Identifying Semantic Relations
Overview
Semantic relation identification is the task of determining whether there is a relation between two entities. Those entities could be event mentions (referring to verbs and actions phrases) or entity mentions (referring to objects, locations, persons, time, etc.). Described below are 6 different methods for extraction relations using external data resources: Wikipedia, Wordnet, Word embeddings, Computational, Referent-Dictionary and VerbOcean.
Each semantic relation identifier below is capable of identifying a set of pre-defined relation types between two events or two entity mentions.
Note
Each relation identifier extractor can be configured to initialize and run in different modes as described below in the Initialization options code example sections, this refers to working online directly against the dataset website, a locally stored resource dataset, or a snapshot of the resource containing only relevant data (created according to some input dataset defined by the user).
In order to prepare a resource snapshot refer to Downloading and generating external resources Data.
Wikipedia
- Use
WikipediaRelationExtraction
model to extract relations based on Wikipedia page information. - Supports: Event and Entity mentions.
Relation types
- Redirect Links: the two mentions have the same Wikipedia redirect link (see: Wiki-Redirect for more details)
- Aliases: one mention is a Wikipedia alias of the other input mention (see: Wiki-Aliases for more details)
- Disambiguation: one input mention is a Wikipedia disambiguation of the other input mention (see: Wiki-Disambiguation for more details)
- Category: one input mention is a Wikipedia category of the other input mention (see: Wiki-Category for more details)
- Title Parenthesis: one input mention is a Wikipedia title parenthesis of the other input mention (see: Extracting Lexical Reference Rules from Wikipedia for more details)
- Be-Comp / Is-A: one input mention has a ‘is-a’ relation which contains the other input mention (see: Extracting Lexical Reference Rules from Wikipedia for more details)
Initialization options
# 3 methods for Wikipedia extractor initialization (running against wiki web site, data sub-set or local elastic DB)
# Online initialization for full data access against Wikipedia site
wiki_online = WikipediaRelationExtraction(WikipediaSearchMethod.ONLINE)
# Or use offline initialization if created a snapshot
wiki_offline = WikipediaRelationExtraction(WikipediaSearchMethod.OFFLINE, ROOT_DIR + '/mini_wiki.json')

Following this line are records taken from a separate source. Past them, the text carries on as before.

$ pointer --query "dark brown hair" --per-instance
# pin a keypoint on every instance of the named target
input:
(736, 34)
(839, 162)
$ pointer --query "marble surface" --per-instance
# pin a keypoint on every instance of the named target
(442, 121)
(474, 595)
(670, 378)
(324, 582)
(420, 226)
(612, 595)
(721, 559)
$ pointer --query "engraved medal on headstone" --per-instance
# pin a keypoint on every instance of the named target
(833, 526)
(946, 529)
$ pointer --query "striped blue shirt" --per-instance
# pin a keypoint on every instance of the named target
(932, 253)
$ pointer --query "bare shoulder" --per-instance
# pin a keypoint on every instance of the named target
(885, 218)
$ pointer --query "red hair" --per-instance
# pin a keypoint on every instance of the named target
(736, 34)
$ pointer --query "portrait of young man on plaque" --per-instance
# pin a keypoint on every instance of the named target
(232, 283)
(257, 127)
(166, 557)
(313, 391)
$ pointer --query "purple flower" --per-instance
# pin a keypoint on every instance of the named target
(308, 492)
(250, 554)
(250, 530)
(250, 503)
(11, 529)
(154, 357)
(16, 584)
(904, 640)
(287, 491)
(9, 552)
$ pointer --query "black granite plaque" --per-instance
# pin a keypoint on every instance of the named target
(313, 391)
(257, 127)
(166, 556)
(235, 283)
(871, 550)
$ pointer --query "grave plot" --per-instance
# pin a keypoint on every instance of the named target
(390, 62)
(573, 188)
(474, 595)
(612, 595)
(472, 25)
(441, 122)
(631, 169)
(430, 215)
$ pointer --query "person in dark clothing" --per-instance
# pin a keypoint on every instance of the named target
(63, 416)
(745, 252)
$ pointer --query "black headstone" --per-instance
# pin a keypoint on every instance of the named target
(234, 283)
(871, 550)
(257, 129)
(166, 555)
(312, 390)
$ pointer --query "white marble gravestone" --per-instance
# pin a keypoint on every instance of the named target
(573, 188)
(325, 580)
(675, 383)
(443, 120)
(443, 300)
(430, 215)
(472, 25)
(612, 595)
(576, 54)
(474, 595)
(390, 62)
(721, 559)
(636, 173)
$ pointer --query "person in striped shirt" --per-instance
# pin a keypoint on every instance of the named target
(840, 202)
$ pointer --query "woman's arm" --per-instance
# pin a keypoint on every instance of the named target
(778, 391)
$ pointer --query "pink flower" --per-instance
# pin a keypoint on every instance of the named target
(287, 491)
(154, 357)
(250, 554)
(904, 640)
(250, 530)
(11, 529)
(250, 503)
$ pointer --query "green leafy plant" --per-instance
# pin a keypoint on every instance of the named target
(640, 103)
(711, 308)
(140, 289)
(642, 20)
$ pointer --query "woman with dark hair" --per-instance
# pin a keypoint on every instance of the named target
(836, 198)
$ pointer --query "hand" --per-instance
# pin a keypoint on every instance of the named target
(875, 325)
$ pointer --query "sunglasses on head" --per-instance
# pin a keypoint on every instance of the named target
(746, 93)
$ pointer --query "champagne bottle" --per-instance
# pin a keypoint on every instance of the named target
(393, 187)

# Or use elastic initialization if you created a local database of wikipedia
wiki_elastic = WikipediaRelationExtraction(WikipediaSearchMethod.ELASTIC, host='localhost', port=9200, index='enwiki_v2')
Wordnet
- Use
WordnetRelationExtraction
to extract relations based on WordNet. - Support: Event and Entity mentions.
Relation types
- Derivationally - Terms in different syntactic categories that have the same root form and are semantically related
- Synset - A synonym set; a set of words that are interchangeable in some context without changing the truth value of the preposition in which they are embedded
See: WordNet Glossary for more details.
Initialization options
# 2 methods for Wordnet extractor initialization (Running on original data or on a sub-set)
# Initialization for full data access
wn_online = WordnetRelationExtraction(OnlineOROfflineMethod.ONLINE)

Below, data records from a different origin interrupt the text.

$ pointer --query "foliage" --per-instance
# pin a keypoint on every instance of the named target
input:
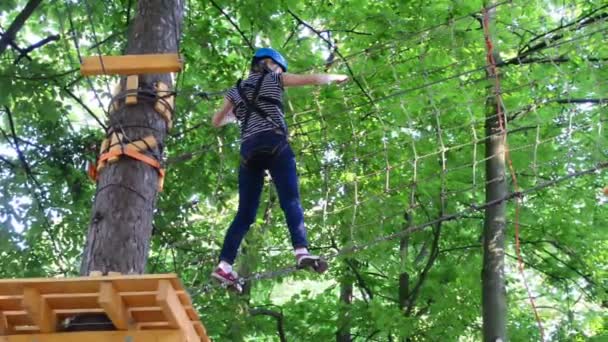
(404, 138)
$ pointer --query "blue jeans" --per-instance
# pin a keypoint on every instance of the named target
(265, 151)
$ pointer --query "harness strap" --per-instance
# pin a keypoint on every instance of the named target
(134, 153)
(252, 106)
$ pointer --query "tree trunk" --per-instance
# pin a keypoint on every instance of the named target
(346, 298)
(121, 221)
(494, 307)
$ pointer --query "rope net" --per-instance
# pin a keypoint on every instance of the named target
(407, 137)
(402, 148)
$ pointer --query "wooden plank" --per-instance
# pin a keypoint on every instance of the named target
(132, 85)
(13, 302)
(148, 314)
(156, 335)
(174, 311)
(114, 307)
(66, 301)
(123, 283)
(5, 327)
(39, 310)
(131, 64)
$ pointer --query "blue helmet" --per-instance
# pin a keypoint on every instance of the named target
(272, 54)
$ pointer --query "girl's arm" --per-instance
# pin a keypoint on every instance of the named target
(224, 115)
(294, 80)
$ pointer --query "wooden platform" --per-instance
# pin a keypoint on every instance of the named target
(131, 64)
(141, 307)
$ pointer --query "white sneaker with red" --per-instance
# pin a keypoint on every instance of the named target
(227, 279)
(305, 260)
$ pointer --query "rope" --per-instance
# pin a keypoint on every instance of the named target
(502, 123)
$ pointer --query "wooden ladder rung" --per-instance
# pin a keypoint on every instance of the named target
(131, 64)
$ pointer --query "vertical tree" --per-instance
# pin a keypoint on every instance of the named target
(121, 218)
(494, 307)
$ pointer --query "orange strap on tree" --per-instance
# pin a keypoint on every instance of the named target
(134, 153)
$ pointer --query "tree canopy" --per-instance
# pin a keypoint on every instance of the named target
(391, 164)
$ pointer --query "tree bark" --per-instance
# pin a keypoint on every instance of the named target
(346, 298)
(16, 25)
(121, 220)
(494, 307)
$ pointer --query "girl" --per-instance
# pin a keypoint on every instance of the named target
(257, 104)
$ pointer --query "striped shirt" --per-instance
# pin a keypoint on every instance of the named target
(271, 87)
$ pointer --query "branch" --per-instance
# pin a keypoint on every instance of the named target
(517, 60)
(548, 37)
(20, 154)
(16, 25)
(24, 52)
(277, 315)
(423, 275)
(594, 101)
(233, 24)
(335, 49)
(360, 280)
(73, 96)
(10, 163)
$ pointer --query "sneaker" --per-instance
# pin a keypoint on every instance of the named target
(306, 260)
(227, 279)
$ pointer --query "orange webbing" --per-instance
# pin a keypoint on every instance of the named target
(135, 154)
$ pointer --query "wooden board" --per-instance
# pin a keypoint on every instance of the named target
(131, 64)
(34, 306)
(157, 335)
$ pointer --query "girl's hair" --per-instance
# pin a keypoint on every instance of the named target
(258, 65)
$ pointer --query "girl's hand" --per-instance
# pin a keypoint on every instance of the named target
(339, 78)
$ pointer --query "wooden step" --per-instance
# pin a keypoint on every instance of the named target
(132, 302)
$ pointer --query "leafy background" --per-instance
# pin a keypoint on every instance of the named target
(400, 146)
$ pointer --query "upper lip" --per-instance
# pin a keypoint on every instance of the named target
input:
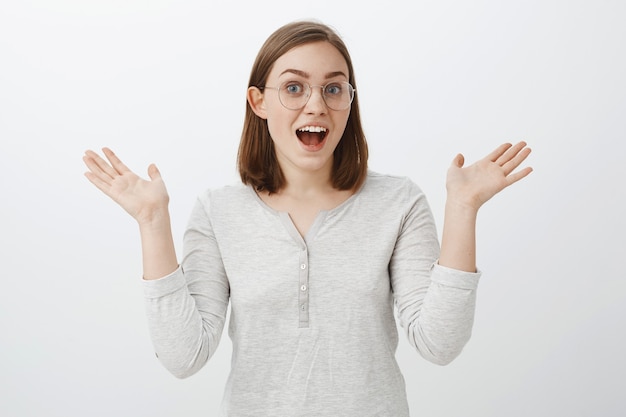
(313, 127)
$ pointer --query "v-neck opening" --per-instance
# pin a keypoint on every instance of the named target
(315, 225)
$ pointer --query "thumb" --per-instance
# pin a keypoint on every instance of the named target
(458, 160)
(154, 172)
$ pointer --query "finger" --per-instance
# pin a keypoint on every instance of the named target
(510, 153)
(498, 152)
(458, 161)
(516, 161)
(99, 183)
(513, 178)
(90, 159)
(153, 172)
(115, 161)
(99, 167)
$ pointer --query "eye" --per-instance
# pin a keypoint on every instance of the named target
(293, 88)
(334, 89)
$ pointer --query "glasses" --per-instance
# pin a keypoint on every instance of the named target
(294, 95)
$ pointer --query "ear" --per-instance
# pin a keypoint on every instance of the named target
(256, 99)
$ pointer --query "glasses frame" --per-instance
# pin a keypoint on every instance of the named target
(310, 90)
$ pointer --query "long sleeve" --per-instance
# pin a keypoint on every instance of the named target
(187, 309)
(435, 304)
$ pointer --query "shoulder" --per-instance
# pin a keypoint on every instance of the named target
(226, 197)
(391, 187)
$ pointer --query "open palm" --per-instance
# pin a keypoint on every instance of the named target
(142, 199)
(477, 183)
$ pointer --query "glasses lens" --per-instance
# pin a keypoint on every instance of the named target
(337, 95)
(294, 95)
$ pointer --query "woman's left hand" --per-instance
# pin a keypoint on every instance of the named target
(475, 184)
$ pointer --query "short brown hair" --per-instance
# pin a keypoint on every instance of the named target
(256, 159)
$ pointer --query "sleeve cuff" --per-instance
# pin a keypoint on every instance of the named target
(166, 285)
(455, 278)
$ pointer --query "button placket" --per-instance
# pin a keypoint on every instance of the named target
(303, 293)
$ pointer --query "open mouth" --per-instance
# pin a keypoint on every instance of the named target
(312, 136)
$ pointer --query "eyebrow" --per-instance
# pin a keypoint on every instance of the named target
(307, 75)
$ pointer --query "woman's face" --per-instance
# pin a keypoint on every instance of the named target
(305, 139)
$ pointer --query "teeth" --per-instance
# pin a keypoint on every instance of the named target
(315, 129)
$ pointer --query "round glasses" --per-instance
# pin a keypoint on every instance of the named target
(294, 95)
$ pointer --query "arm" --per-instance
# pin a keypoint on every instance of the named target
(146, 201)
(468, 189)
(186, 310)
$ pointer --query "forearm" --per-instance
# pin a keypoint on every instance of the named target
(157, 245)
(458, 242)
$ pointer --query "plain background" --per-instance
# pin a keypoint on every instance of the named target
(164, 81)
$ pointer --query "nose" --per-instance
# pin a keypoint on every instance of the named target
(316, 103)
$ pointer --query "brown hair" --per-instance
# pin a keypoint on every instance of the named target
(256, 159)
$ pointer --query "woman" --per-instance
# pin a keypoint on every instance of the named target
(312, 250)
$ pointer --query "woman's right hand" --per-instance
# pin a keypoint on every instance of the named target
(146, 201)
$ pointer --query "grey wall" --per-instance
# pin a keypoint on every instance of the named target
(164, 82)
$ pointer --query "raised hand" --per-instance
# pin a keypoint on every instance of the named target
(144, 200)
(475, 184)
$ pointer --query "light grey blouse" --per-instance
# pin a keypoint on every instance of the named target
(312, 319)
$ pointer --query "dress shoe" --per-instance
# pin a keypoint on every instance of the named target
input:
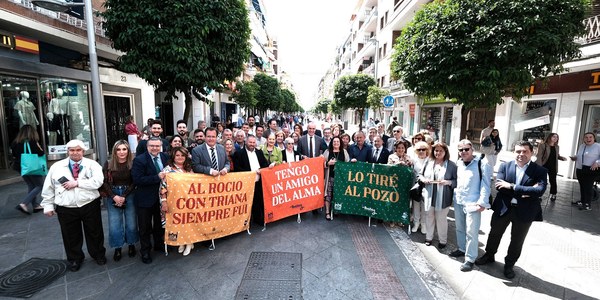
(456, 253)
(101, 261)
(467, 266)
(485, 259)
(74, 266)
(117, 255)
(509, 272)
(146, 258)
(188, 249)
(132, 251)
(22, 208)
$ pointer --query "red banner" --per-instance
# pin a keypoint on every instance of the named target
(293, 188)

# Or use offline initialization if created a snapshot
wn_offline = WordnetRelationExtraction(OnlineOROfflineMethod.OFFLINE, wn_file=ROOT_DIR + '/mini_wn.json')
Verb-Ocean
- Use
VerboceanRelationExtraction
to extract relations based on Verb-Ocean. - Support: Event mentions only.
Initialization options
# 2 method for VerbOcean extractor initialization (with original data or a sub-set)
# Initialization for full data access
vo_online = VerboceanRelationExtraction(OnlineOROfflineMethod.ONLINE, ROOT_DIR + '/verbocean.unrefined.2004-05-20.txt')
# Or use offline initialization if created a snapshot
vo_offline = VerboceanRelationExtraction(OnlineOROfflineMethod.OFFLINE, ROOT_DIR + '/mini_vo.json')
© Timothy Chklovski and Patrick Pantel 2004-2016; All Rights Reserved. With any questions, contact Timothy Chklovski or Patrick Pantel.
Referent-Dictionary
- Use
ReferentDictRelationExtraction
to extract relations based on Referent-Dict. - Support: Entity mentions only.
Initialization options
# 2 methods for ReferentDict extractor initialization (with original data or a sub-set)
# Initialization for full data access
ref_dict_onine = ReferentDictRelationExtraction(OnlineOROfflineMethod.ONLINE, ROOT_DIR '/ref.dict1.tsv')
# Or use offline initialization if created a snapshot
ref_dict_offline = ReferentDictRelationExtraction(OnlineOROfflineMethod.OFFLINE, ROOT_DIR + '/mini_dict.json')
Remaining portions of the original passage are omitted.